There was a time when profit-driven businesses could give little thought to their impact on the world around them. Most stakeholders and employees were focused on the business’s success, not its impact. Today, that could not be further from the truth.

Social and environmental issues are everyone’s responsibility. And organizations that fail to recognize their role in shaping the world around them will find that their reputation and ability to recruit talent suffer. Organizations now understand they cannot sit idle, but taking an idea to meaningful action and change is a big challenge.

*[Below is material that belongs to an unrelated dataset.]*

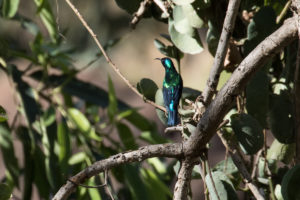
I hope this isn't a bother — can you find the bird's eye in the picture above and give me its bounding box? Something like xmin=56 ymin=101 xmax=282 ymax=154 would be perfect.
xmin=165 ymin=59 xmax=172 ymax=68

Through my time in social impact, I have been fortunate to meet some amazing people. One of those people is Jenn Longnion, who has spent over 25 years working as an Organization Development Leader for a range of organizations. Based on my discussions with her and our work in the space, this is how we think corporate and cause partnerships can start—and thrive.

Companies have demonstrated that when they take the lead, social agendas can change at a faster pace and receive more resources than when we wait for public policy and practice to change. It’s got to start with corporate learning and integrating social impact and environmental and social issue education into existing training and development programs.

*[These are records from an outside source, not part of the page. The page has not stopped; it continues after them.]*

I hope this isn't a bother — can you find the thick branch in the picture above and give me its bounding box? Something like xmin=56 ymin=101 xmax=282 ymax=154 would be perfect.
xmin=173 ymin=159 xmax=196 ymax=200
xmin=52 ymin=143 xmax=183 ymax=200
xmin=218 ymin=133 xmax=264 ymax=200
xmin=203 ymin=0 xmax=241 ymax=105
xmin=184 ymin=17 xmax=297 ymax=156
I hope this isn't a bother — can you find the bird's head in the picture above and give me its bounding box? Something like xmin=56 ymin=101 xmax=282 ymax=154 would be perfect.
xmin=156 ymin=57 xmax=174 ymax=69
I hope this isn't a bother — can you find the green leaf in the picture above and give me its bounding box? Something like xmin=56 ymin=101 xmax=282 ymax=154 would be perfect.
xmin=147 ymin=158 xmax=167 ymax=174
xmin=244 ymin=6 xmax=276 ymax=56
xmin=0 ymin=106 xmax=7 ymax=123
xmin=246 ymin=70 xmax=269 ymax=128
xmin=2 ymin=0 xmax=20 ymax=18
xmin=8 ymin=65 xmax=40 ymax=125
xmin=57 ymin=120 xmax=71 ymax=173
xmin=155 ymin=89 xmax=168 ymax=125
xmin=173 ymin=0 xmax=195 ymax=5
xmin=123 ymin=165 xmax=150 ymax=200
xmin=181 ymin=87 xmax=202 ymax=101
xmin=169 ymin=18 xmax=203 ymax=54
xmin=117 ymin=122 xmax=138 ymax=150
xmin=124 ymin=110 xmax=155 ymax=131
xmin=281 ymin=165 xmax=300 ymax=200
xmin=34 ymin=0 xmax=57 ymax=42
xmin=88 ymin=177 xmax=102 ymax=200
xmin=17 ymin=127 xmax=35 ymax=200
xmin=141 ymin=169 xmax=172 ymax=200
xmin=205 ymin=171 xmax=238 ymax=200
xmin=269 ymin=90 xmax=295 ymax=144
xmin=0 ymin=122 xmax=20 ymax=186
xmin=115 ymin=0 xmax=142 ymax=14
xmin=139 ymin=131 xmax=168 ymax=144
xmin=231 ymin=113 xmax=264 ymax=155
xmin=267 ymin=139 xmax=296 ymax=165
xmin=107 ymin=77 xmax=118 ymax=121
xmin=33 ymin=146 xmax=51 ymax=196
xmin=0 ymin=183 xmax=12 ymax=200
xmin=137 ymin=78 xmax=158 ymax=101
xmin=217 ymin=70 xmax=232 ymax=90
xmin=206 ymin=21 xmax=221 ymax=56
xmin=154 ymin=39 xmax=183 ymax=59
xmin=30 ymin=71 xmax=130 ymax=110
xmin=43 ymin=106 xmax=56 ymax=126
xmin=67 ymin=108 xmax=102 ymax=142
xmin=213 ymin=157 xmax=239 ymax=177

• The education and training must be bespoke. Organizations must have bespoke training with a corporate learning agenda that incorporates the specific areas of society the company wants to influence.

• It should reflect the competitive advantage of the business and brand. Similarly, if the company believes its social and environmental impact is critical to its brand, it must be included in the learning agenda.

• It starts with the leaders. The integration must start at the highest levels, with the company leaders, and then be integrated into learning at all levels.

• There must be clear expectations for employees. Gallup has confirmed that the key to engaging employees is to set clear expectations. If the leaders outline what everyone is expected to do, there’s no doubt.

• Invite individuals to have a 'why.' Every organization has a big “why” behind what it does and its social impact missions, but employees must also be invited to find their own reason for working for (or against) an issue.

• Ask people to define the solution as well as the problem. When people are involved in something, they take ownership of it. We've seen this to be true, even when someone has a contrary point of view.

• Take a wide view. Organizations cannot look at an issue through the lens of one place, be it a state or country.